Verlet integration isn't anything really special - the main point about it is that the velocity isn't calculated (or stored) directly; it's implicitly represented by the difference of the positions. This makes some things easier, some things harder.
But the reason it's used so much in game simulation is because it works well with the constraint relaxation process. The forces are all calculated in the same way as above, but noninterpenetration and other constraints are handled in a much more programmer-like fashion - we just enforce them directly on the positions. This can (read: will) cause other constraints to be violated, so we just repeat the process a few times - and like magic, it converges to a solution! Really fast too.
This can even do things like IK with practically zero effort. Let's assume we've got a simple arm set up in a similar way to the rope from the .love earlier. However many segments as you like. If you enforce as a constraint that the last point must be at a certain fixed position, on the first iteration it will do that, which will make the last segment (for example) really long. In the next iteration, that segment will enforce its length constraint on its neighbours, moving the previous point and the end point. The end point will then be moved back to the target position. As this iterates again and again, the error is "spread out" until everyone is happy (if that's possible).
By contrast, try to imagine how you'd handle that with classical numerical integration. The target point attracts the end effector with a force? You'd have no way of knowing how long it would take to get there.
The Verlet integration with constraint relaxation technique is not physically accurate - the system will lose energy over time, and momentum might not be conserved. Your physics teacher would probably disapprove (I think mine rolled over in his grave when I didn't bother with a mass variable and just multiplied Newtons by time in my other code), but it looks "good enough" for games.
To sum up, I don't think changing your integrator from Euler (or Verlet) to RK4 will help you for a rope simulation, not if you want it to run in realtime. Whichever way you choose to go, you're going to have lots of calculations to do, and the "iterating 20 times" method of Verlet+Relax is by far the least inexpensive method, even if it looks on the surface like it's inefficient. It also adds tons of benefits for collision and other constraints which are harder in the more "classical" way of doing things.

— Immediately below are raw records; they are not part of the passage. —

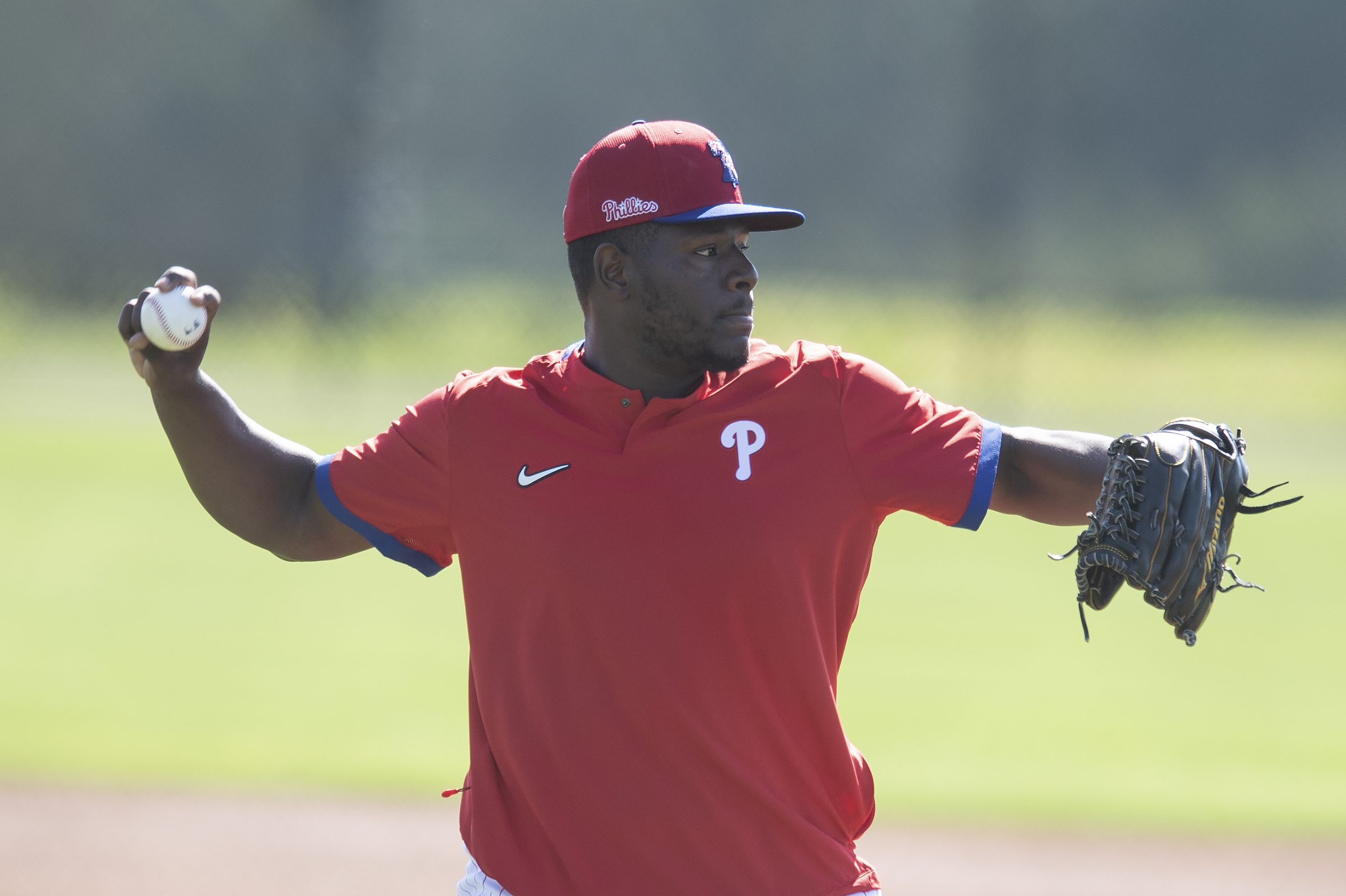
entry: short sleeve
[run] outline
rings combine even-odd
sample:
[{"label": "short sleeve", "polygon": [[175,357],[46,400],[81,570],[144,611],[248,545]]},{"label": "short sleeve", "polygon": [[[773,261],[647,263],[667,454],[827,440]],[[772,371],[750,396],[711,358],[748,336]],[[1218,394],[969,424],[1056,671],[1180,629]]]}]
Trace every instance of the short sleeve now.
[{"label": "short sleeve", "polygon": [[847,449],[870,503],[977,529],[991,506],[1000,426],[935,401],[874,361],[833,354]]},{"label": "short sleeve", "polygon": [[452,562],[448,387],[392,426],[318,464],[323,506],[381,554],[433,576]]}]

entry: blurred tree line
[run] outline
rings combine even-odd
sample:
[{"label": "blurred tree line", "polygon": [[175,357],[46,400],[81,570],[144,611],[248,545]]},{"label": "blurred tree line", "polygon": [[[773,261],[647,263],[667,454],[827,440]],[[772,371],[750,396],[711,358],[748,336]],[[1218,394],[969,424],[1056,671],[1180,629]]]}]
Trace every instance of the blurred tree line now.
[{"label": "blurred tree line", "polygon": [[0,276],[559,274],[575,161],[639,117],[809,215],[767,277],[1338,303],[1343,48],[1339,0],[8,0]]}]

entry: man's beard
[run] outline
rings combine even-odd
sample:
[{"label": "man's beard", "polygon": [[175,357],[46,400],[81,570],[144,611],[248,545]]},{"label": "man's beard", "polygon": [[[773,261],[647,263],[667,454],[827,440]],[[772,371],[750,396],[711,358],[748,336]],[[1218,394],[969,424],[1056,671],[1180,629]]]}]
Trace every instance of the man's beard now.
[{"label": "man's beard", "polygon": [[747,339],[716,350],[711,327],[697,322],[688,309],[674,308],[665,301],[664,292],[657,285],[649,284],[641,297],[641,307],[645,311],[641,344],[669,361],[711,373],[728,373],[748,362]]}]

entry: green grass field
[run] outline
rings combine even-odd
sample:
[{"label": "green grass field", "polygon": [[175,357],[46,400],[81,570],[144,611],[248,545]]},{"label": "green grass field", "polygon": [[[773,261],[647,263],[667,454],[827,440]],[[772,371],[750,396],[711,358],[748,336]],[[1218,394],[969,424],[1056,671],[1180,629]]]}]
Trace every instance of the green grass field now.
[{"label": "green grass field", "polygon": [[[1082,642],[1071,566],[1046,558],[1074,530],[890,519],[840,686],[880,818],[1346,833],[1333,515],[1346,316],[1184,308],[759,291],[775,342],[840,342],[1005,424],[1226,420],[1245,428],[1254,484],[1308,495],[1240,523],[1242,572],[1268,593],[1224,596],[1191,650],[1129,591]],[[256,315],[225,305],[206,369],[318,451],[371,435],[459,369],[579,334],[560,285],[466,285],[341,324],[291,308],[269,334]],[[1139,323],[1113,336],[1128,315]],[[0,305],[0,778],[404,795],[459,780],[456,572],[424,580],[373,552],[285,564],[217,527],[113,316]],[[1116,340],[1133,362],[1108,357]]]}]

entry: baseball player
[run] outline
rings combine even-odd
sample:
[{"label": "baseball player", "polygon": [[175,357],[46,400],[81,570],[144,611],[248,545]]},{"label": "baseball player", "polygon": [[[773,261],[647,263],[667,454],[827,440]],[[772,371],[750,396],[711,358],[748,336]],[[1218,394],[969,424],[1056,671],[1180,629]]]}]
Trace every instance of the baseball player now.
[{"label": "baseball player", "polygon": [[[471,768],[460,893],[878,892],[874,780],[836,682],[879,523],[987,510],[1081,525],[1109,439],[1001,428],[865,358],[751,338],[724,144],[635,121],[575,168],[584,339],[464,371],[326,457],[199,365],[118,328],[192,491],[288,560],[462,564]],[[163,288],[195,287],[174,268]],[[141,297],[148,293],[141,293]],[[219,295],[195,291],[214,320]]]}]

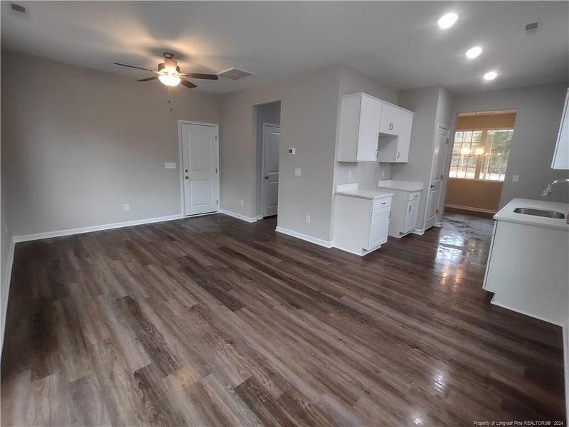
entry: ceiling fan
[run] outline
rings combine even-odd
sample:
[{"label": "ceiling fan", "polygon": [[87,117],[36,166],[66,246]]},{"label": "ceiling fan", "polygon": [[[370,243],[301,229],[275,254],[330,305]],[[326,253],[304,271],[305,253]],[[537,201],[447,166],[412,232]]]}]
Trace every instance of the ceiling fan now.
[{"label": "ceiling fan", "polygon": [[120,63],[115,63],[115,65],[121,65],[122,67],[129,67],[130,68],[137,68],[138,70],[144,70],[144,71],[154,73],[156,75],[143,78],[138,81],[149,82],[151,80],[158,79],[166,86],[177,86],[179,83],[181,83],[183,86],[186,86],[188,89],[193,89],[193,88],[197,88],[197,86],[191,82],[188,82],[187,80],[186,80],[186,78],[202,78],[206,80],[218,80],[219,78],[216,74],[180,73],[180,67],[178,66],[178,61],[176,61],[173,59],[174,53],[171,52],[164,52],[164,62],[158,64],[157,71],[149,70],[148,68],[142,68],[142,67],[135,67],[134,65],[122,64]]}]

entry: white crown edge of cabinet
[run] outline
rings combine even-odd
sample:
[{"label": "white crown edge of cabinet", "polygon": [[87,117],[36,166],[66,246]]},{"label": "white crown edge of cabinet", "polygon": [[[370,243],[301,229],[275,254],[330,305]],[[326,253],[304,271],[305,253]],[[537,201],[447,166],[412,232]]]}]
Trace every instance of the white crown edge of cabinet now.
[{"label": "white crown edge of cabinet", "polygon": [[378,188],[396,190],[399,191],[422,191],[425,186],[419,181],[398,181],[396,179],[385,179],[378,181]]},{"label": "white crown edge of cabinet", "polygon": [[390,102],[389,101],[386,101],[385,100],[382,100],[381,98],[378,98],[376,96],[373,96],[373,95],[370,95],[369,93],[366,93],[365,92],[356,92],[354,93],[347,93],[346,95],[341,95],[342,97],[349,97],[353,96],[365,96],[368,98],[371,98],[373,100],[376,100],[376,101],[379,101],[383,102],[383,104],[387,104],[392,107],[395,107],[395,108],[399,108],[399,110],[403,110],[403,111],[406,111],[407,112],[410,112],[411,114],[415,114],[414,111],[411,111],[410,110],[408,110],[407,108],[403,108],[400,105],[398,105],[397,104],[393,104],[393,102]]}]

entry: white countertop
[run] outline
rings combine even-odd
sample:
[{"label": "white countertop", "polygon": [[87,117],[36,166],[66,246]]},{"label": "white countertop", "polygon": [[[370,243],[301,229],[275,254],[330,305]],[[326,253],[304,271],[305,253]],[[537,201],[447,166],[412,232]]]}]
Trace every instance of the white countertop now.
[{"label": "white countertop", "polygon": [[506,221],[569,231],[569,224],[567,223],[566,219],[516,214],[514,211],[516,208],[532,208],[534,209],[555,211],[567,216],[568,212],[569,212],[569,204],[566,203],[547,201],[546,200],[531,200],[529,199],[514,199],[500,209],[494,216],[494,218],[496,221]]},{"label": "white countertop", "polygon": [[336,194],[343,196],[352,196],[353,197],[362,197],[363,199],[383,199],[390,197],[393,193],[385,191],[377,191],[376,190],[361,190],[358,188],[357,184],[340,184],[336,186]]},{"label": "white countertop", "polygon": [[422,190],[422,182],[388,179],[378,182],[378,187],[391,190],[400,190],[402,191],[420,191]]}]

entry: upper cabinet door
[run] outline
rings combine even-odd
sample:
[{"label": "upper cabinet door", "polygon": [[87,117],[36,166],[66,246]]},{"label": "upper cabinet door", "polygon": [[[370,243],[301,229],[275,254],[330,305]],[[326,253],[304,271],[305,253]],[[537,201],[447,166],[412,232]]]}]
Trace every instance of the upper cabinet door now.
[{"label": "upper cabinet door", "polygon": [[552,169],[569,169],[569,89],[565,97],[565,107],[561,116],[561,124],[557,135],[557,144],[553,154]]},{"label": "upper cabinet door", "polygon": [[409,161],[409,147],[411,144],[411,130],[413,125],[413,113],[400,111],[400,132],[397,137],[396,163],[407,163]]},{"label": "upper cabinet door", "polygon": [[381,107],[381,102],[378,100],[362,96],[358,137],[358,162],[375,162],[378,159]]},{"label": "upper cabinet door", "polygon": [[363,93],[342,97],[338,162],[376,162],[381,101]]},{"label": "upper cabinet door", "polygon": [[401,110],[383,102],[379,132],[387,135],[398,135],[401,128]]}]

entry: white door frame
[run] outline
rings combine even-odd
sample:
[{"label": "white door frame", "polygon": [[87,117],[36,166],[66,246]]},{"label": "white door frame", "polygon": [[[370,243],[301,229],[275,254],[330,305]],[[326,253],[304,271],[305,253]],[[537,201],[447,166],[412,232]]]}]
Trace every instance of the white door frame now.
[{"label": "white door frame", "polygon": [[[447,137],[448,137],[448,136],[450,135],[450,133],[449,133],[450,132],[450,127],[449,127],[448,125],[445,125],[444,123],[437,123],[437,125],[435,126],[435,132],[434,132],[434,135],[433,135],[433,143],[432,143],[432,149],[433,150],[437,147],[437,144],[438,144],[438,142],[439,142],[438,139],[439,139],[439,130],[440,129],[444,129],[445,130],[447,131]],[[441,152],[441,149],[441,149],[441,147],[439,147],[439,154],[438,154],[439,158],[440,158],[441,155],[444,155]],[[443,162],[446,162],[446,159],[442,159],[442,161]],[[424,213],[423,219],[422,219],[422,231],[425,231],[425,229],[427,228],[427,219],[428,218],[427,216],[429,215],[429,205],[430,204],[430,201],[430,201],[430,199],[431,199],[430,185],[431,185],[431,183],[432,182],[432,180],[435,179],[435,176],[437,176],[436,174],[437,174],[439,173],[438,172],[436,172],[435,170],[435,167],[436,167],[436,164],[435,162],[435,159],[432,159],[432,161],[431,161],[431,173],[430,173],[430,176],[429,177],[429,183],[428,183],[428,186],[429,186],[427,187],[427,194],[425,194],[425,196],[426,196],[426,197],[425,197],[426,202],[425,202],[425,213]],[[444,167],[444,165],[443,165],[442,167]],[[445,181],[446,181],[445,179],[443,179],[443,184],[446,184]],[[439,186],[439,200],[437,201],[437,202],[438,202],[437,203],[437,209],[438,209],[438,205],[440,204],[440,198],[441,198],[441,195],[442,195],[441,190],[442,189],[442,186],[440,185]],[[440,214],[440,211],[439,211],[439,212],[437,212],[437,213],[436,213],[435,214],[435,224],[433,225],[433,226],[442,226],[442,225],[439,225],[439,223],[437,222],[438,219],[439,219],[439,214]]]},{"label": "white door frame", "polygon": [[[277,123],[270,123],[269,122],[262,122],[262,136],[261,137],[261,216],[265,218],[263,209],[265,209],[265,191],[263,191],[263,186],[265,185],[265,135],[267,126],[273,127],[278,127],[280,129],[280,125]],[[279,154],[280,154],[280,147],[279,147]],[[279,185],[280,186],[280,156],[279,156]]]},{"label": "white door frame", "polygon": [[[449,151],[449,147],[450,147],[450,126],[447,125],[445,125],[444,123],[439,123],[437,126],[437,134],[438,135],[439,129],[444,129],[447,131],[447,142],[445,144],[445,147],[443,149],[440,149],[439,155],[442,155],[442,163],[441,163],[441,175],[442,175],[442,178],[440,178],[440,184],[439,184],[439,200],[437,201],[437,209],[438,212],[435,216],[435,227],[442,227],[442,217],[443,217],[443,211],[445,207],[445,201],[447,199],[447,182],[449,179],[449,169],[450,167],[450,157],[449,157],[449,154],[452,152],[451,149]],[[431,179],[432,181],[432,179]]]},{"label": "white door frame", "polygon": [[201,216],[202,215],[211,215],[219,212],[220,207],[221,206],[221,192],[220,191],[220,176],[221,174],[221,165],[219,163],[219,125],[218,123],[207,123],[206,122],[193,122],[191,120],[178,120],[178,165],[180,167],[180,207],[181,209],[182,216],[184,218],[186,215],[186,204],[184,203],[184,152],[182,144],[182,125],[198,125],[201,126],[211,126],[216,128],[216,135],[217,135],[217,152],[218,152],[218,197],[219,198],[219,203],[218,204],[217,211],[214,212],[208,212],[207,214],[198,214],[197,215],[192,215],[191,216]]}]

As a footnote, I should add that there are integrators that work well with stiff equations - implicit methods. Backwards Euler for example. As far as I know these aren't used in "casual" programming, because you'd need something like Matlab to solve a giant sparse matrix of coefficients for a big system of equations. But it's not something I've really looked into other than the absolute basics.
... and
breathe....
Hope this is helpful! Any questions (or mistakes I've made), just let me know.